For a triangle containing the square with vertices at \((0,0),(0,1),(1,0),(1,1)\), it holds that \(M\leq S\), where \(M\) is the maximum absolute value of the coordinates of the triangle’s vertices and \(\frac{S}{2}\) is the area of the triangle.

Therefore, it is possible to perform a brute-force search when \(S\) is small.

Then, it can be confirmed that there are no good triangles when \(S=1,2,3,5,7\).

When \(S=4\), there is a good triangle, as shown in the sample.

For other \(S\), a good triangle can be constructed as follows.

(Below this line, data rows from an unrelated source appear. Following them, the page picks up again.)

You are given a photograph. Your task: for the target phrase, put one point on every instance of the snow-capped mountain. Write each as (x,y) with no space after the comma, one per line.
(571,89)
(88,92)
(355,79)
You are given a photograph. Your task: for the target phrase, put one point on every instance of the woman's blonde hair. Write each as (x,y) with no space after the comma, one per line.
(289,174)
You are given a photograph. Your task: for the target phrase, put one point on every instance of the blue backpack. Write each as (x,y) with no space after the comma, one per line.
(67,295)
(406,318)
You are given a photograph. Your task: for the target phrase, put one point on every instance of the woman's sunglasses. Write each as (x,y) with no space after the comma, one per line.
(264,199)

For coprime positive integers \(p,q\) greater than or equal to \(2\), there are positive integers \(s\) and \(t\) that satisfy the following conditions:

• \(1\leq s\lt p\)
• \(1\leq t\lt q\)
• \(sq-tp=1\)

Using such \(p,q,s,t\), the triangle with vertices at \((0,0),(p,q),(s+1,t-1)\) is a good triangle with an area of \(\frac{p+q+1}{2}\).

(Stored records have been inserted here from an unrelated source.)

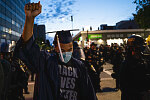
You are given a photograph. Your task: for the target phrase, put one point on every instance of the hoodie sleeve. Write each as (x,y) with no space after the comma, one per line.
(87,90)
(29,52)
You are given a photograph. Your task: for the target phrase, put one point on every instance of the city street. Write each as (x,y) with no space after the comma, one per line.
(107,86)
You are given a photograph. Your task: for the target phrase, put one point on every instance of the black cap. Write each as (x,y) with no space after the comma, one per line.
(64,37)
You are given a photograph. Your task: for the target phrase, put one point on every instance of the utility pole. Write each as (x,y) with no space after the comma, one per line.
(72,23)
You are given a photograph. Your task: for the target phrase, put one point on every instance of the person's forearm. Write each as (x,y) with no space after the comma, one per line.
(28,29)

The area is derived from \((s+1)q-(t-1)p=sq-tp+q+p=1+p+q\).

The triangle contains a square with \((s,t)\) and \((s+1,t-1)\) as the endpoints of a diagonal.

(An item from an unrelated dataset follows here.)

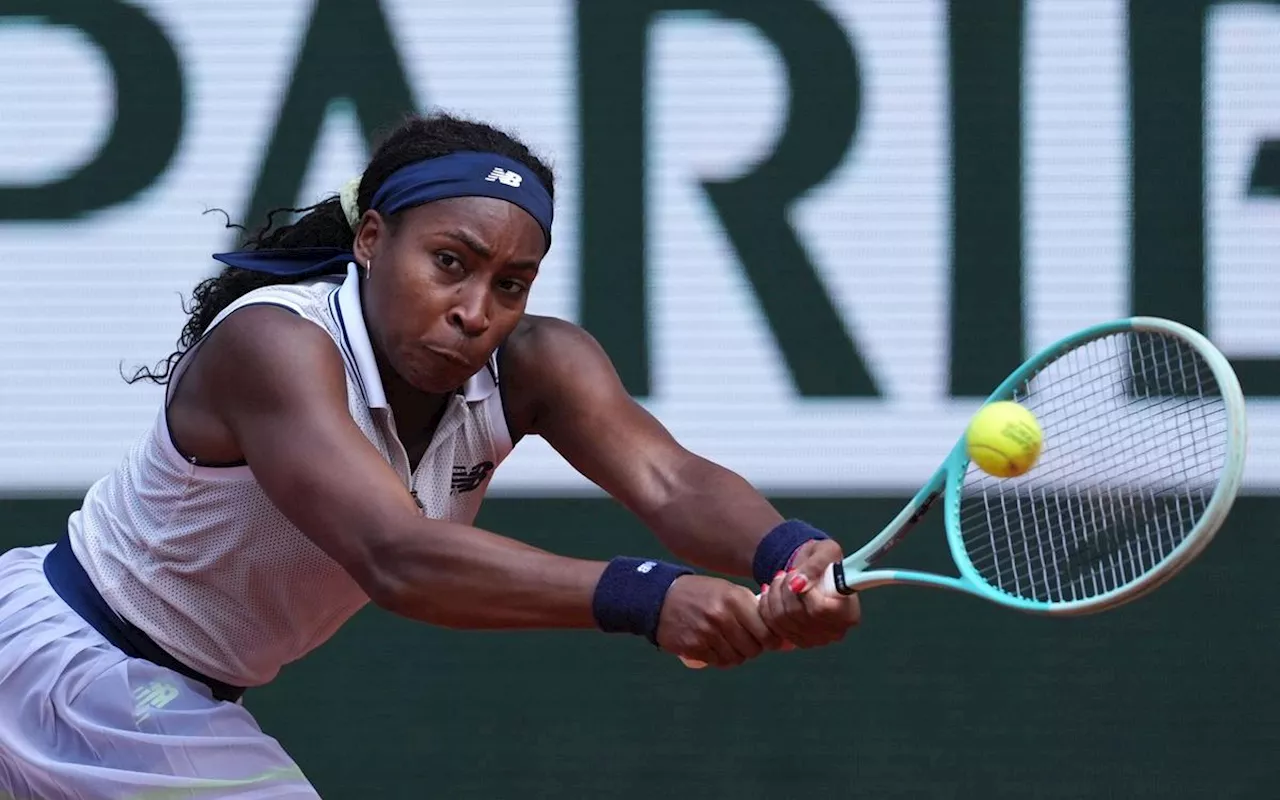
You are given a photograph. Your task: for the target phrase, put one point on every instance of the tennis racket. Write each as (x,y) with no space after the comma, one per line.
(1144,437)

Among the lattice points contained in the triangle, \((s,t)\) is the only one closest to the line connecting \((0,0)\) and \((p,q)\), excluding \((0,0)\) and \((p,q)\), and \((s+1,t-1)\) is the only farthest one.

Since \((1,-1)\) and \((p+1,q-1)\) are not contained in the triangle, \((s,t)\) is the only pair of integers \((a,b)\) such that both \((a,b)\) and \((a+1,b-1)\) are contained in the triangle.

Therefore, there are no squares other than the one with \((s,t)\) and \((s+1,t-1)\) as the endpoints of a diagonal.

If you can find one pair of \(p\) and \(q\) such that \(S=p+q+1\), you can find \(s\) and \(t\) using Euclid’s algorithm and print a good triangle.

For \(p=2,3,\dots\) in this order, you should check whether \(p\) and \(q=S-p-1\) are coprime.

Each test case can be solved in time complexity \(O(\log(S))\).

Also, by case distinction based on multiples of \(8\) or multiples of \(2\), it can be solved in \(O(1)\).